Sergio Scaglietti è morto a 91 anni nella sua casa in provincia di Modena ed è stato ricordato nell’ultimo Motor Show dallo stand Ferrari che a lui deve davvero tanto.Sergio Scaglietti fu portato a Maranello da Enzo Ferrari che ne aveva sentito parlare molto bene. Un artigiano che entrando nella casa automobilistica non pensava certo di legare indissolubilmente il suo nome al Cavallino.

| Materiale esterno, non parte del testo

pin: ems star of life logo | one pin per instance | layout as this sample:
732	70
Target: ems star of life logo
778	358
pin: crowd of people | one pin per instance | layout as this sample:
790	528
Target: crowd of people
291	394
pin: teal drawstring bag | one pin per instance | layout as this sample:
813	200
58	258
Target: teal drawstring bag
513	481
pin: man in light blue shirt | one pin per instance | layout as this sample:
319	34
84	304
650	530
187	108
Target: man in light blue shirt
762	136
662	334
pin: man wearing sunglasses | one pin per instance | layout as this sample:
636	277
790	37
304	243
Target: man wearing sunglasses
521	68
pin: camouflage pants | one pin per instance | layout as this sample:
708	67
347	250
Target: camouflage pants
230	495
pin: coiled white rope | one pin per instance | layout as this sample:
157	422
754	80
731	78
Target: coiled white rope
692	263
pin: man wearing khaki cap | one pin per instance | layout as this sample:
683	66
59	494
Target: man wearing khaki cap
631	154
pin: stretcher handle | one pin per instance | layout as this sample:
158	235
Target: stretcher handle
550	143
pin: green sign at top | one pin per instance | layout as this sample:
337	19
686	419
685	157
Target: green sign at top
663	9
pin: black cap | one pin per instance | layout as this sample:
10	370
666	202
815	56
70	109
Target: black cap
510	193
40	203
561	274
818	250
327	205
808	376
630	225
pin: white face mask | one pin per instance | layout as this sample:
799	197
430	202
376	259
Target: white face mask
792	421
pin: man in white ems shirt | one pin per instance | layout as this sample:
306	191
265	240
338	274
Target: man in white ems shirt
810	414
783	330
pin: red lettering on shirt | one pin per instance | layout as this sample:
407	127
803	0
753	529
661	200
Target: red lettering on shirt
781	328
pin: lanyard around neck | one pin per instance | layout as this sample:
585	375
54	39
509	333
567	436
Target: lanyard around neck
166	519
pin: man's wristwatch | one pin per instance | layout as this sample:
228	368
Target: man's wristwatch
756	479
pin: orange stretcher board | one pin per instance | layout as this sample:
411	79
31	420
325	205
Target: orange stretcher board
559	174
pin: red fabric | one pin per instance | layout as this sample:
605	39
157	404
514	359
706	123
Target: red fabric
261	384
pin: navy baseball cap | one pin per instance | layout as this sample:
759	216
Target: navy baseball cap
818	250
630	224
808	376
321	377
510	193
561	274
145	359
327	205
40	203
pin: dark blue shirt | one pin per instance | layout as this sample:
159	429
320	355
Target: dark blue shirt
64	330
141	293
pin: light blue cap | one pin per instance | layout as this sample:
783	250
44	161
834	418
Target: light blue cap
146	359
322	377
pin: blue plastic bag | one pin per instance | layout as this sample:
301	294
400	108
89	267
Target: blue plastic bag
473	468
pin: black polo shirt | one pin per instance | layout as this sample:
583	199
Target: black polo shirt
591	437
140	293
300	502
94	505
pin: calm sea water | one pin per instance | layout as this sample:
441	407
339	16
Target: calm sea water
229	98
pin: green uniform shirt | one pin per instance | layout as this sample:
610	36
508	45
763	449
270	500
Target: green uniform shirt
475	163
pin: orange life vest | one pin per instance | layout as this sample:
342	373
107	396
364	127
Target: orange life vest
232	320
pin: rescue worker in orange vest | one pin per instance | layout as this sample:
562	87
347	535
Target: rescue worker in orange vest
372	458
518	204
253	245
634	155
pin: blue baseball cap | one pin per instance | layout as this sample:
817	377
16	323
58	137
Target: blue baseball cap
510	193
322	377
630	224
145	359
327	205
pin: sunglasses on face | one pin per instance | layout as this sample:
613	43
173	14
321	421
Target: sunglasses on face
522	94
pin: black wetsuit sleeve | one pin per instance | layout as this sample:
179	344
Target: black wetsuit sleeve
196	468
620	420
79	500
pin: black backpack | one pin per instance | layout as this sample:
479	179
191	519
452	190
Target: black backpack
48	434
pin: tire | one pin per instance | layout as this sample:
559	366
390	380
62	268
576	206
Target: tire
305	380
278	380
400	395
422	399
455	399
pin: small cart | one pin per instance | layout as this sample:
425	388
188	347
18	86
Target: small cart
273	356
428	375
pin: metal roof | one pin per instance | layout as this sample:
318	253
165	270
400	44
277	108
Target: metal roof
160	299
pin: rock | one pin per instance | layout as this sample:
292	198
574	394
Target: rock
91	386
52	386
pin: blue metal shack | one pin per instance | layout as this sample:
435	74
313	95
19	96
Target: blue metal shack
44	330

Eppure tutte le vetture di punta dell’azienda italiana portano il suo marchio. Dopo essere stato messo alla prova, fu considerato un cardine. Con Enzo Ferrari si completava. Mentre il primo enunciava le richieste relative alla potenza delle vetture, Scaglietti, definiva nella sua mente la struttura per rispondere a queste esigenze.

Così si diede vita alla 250 Gto, alla Testa Rossa, alla California, alla Dino e alla Daytona. Tutte forgiate da Scaglietti.

Essendo un artigiano voleva tenere sotto controllo la forma delle vetture. Per questo dopo la costruzione dei modelli, li ripassava tutti al tatto per comprendere se l’elemento sfornato aveva sfruttato tutte le potenzialità dei materiali di costruzione.

Era un telaista molto preparato e questo gli dava la possibilità di sapere se l’alluminio era stato messo alla prova, se poteva dare ancora e come modificarlo. Scaglietti, da artigiano, ha saputo anche adeguarsi alla rivoluzione informatica che ha reso l’arte del modellismo molto più precisa e interessante.